Вообще, искать защиты у взрослых было гиблым делом. Им тоже верить было никак нельзя. Я на этом сильно обожглась. Как-то сбежала из продленки и слонялась по поселку с целью убить время. Мать на работе, ключа от квартиры у меня нет. Обедом покормила соседка. Я тусила возле магазина, и ко мне подошел незнакомый дяденька с велосипедом. Я его раньше не видела никогда. Он был приятный. Он сказал, что он друг моего папы. Папа жил уже пару лет как в другой семье, и его друзей я знать не знала. Поэтому вполне могла допустить, что вот у папы может быть такой приятный друг с велосипедом. Мы с ним поехали кататься. Он немного повозил меня по поселку, а потом сказал — поехали в лесопосадку.

Было тепло, апрель или даже май, лесопосадка уже покрылась зеленью и запахла. Мы заехали в нее, как в сказку, — трава была высока и густа. Друг папы ссадил меня с велосипеда и слез сам. «Полежим?» — предложил он и лег в траву. Я тоже легла в траву. Он сказал — знаешь, а хорошо лежать в траве голыми. Я в этом не была уверена, я лежала уже голой в траве, у меня потом все чесалось еще три дня. Но друг папы был уверен и стал снимать с себя штаны.

На мое счастье, друг папы никогда не был в нашей лесопосадке и не знал, что через нее частенько ходят люди с поезда. Она вся испещрена тропинками. Из-за высокой травы друг папы тропинки не приметил. Когда он снял штаны, по тропинкам пошли люди, они появились тихо и внезапно. Друг папы сильно засуетился. А потом случилось страшное — по тропинке зашагала с поезда воспиталка из продленки.
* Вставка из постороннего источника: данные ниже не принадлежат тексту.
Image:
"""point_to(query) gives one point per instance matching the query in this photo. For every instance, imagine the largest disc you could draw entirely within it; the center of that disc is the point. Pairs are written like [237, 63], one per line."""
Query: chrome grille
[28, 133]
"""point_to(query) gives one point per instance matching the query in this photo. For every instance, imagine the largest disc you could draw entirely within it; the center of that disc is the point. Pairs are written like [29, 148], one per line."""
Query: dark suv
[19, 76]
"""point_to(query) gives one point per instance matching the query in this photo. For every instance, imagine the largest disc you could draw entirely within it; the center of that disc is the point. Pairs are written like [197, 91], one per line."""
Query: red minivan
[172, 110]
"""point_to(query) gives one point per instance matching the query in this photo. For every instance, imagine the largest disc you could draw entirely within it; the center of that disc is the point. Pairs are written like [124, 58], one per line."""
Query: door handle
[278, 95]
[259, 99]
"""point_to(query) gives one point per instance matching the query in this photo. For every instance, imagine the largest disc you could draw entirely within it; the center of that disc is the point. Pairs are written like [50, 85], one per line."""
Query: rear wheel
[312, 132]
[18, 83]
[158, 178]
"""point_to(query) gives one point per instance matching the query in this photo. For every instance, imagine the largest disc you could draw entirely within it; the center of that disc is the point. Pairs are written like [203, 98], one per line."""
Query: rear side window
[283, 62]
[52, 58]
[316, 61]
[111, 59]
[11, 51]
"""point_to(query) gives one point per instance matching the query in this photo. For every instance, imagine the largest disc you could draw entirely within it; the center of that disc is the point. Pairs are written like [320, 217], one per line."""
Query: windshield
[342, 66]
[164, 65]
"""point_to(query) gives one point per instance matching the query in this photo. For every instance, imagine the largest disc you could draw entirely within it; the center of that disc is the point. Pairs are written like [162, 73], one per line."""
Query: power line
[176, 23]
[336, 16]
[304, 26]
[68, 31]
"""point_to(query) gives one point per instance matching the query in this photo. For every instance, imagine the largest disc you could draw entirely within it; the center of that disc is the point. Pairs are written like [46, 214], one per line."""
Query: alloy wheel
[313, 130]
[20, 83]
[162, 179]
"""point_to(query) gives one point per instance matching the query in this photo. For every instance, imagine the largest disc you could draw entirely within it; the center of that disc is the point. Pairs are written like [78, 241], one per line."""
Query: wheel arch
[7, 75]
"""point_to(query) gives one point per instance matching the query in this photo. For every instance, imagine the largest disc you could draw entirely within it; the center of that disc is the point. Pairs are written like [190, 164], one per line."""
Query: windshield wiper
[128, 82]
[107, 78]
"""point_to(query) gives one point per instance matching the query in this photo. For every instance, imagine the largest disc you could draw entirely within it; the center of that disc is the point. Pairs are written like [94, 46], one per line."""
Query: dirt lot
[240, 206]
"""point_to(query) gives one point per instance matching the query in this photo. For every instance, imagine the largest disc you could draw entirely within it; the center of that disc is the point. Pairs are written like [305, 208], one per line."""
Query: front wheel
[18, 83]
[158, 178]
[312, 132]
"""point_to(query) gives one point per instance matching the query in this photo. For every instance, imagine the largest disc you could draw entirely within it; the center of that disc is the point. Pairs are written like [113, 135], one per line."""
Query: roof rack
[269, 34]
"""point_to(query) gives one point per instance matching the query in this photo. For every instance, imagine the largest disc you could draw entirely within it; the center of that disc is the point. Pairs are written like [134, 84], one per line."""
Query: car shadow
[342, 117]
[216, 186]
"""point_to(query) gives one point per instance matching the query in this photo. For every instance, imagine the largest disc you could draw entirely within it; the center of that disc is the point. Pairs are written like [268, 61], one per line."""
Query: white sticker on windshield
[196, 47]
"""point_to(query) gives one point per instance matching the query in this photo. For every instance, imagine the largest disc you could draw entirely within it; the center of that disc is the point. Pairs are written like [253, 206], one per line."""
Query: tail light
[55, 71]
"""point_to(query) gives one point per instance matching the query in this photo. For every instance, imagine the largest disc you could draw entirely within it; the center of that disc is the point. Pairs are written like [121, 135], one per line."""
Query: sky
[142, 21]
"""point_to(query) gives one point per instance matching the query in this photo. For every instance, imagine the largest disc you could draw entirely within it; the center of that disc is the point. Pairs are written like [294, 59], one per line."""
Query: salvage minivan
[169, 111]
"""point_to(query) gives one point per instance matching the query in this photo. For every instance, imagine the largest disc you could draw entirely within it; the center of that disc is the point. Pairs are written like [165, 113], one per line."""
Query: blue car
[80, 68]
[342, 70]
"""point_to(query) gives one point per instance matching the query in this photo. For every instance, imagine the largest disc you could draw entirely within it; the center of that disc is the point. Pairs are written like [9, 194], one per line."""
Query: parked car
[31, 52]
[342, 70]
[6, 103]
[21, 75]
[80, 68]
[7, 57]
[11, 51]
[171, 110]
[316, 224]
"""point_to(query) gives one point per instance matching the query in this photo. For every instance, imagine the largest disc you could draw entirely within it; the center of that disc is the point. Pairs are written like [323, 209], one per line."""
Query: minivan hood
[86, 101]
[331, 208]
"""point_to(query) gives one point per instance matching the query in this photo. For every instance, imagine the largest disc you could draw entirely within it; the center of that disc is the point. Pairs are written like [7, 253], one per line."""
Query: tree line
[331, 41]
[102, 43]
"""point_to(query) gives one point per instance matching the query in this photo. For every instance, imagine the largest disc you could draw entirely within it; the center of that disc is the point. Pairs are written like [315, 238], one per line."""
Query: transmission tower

Она увидела лежащую меня и друга папы, который с сильной улыбкой застегивал ремень. Она сказала: «Тааааааак.» Она когда говорила это свое — «тааааак», я вжималась в пол. Друг папы тоже вжался в пол. Потом она сказала: «Ну-ка! Вы кто такой?» Он пролепетал, что он друг моего папы. Она сказала: «И как зовут ее папу, интересно?» Он ответил: «Николай. Петрович?» «Нет! — восторжествовала она. — Его зовут Виктор Федорович». Я посмотрела на друга папы с презрением и покачала головой. Эх, ты! — подумала я. Эх! А ведь мы могли бы так здорово дружить!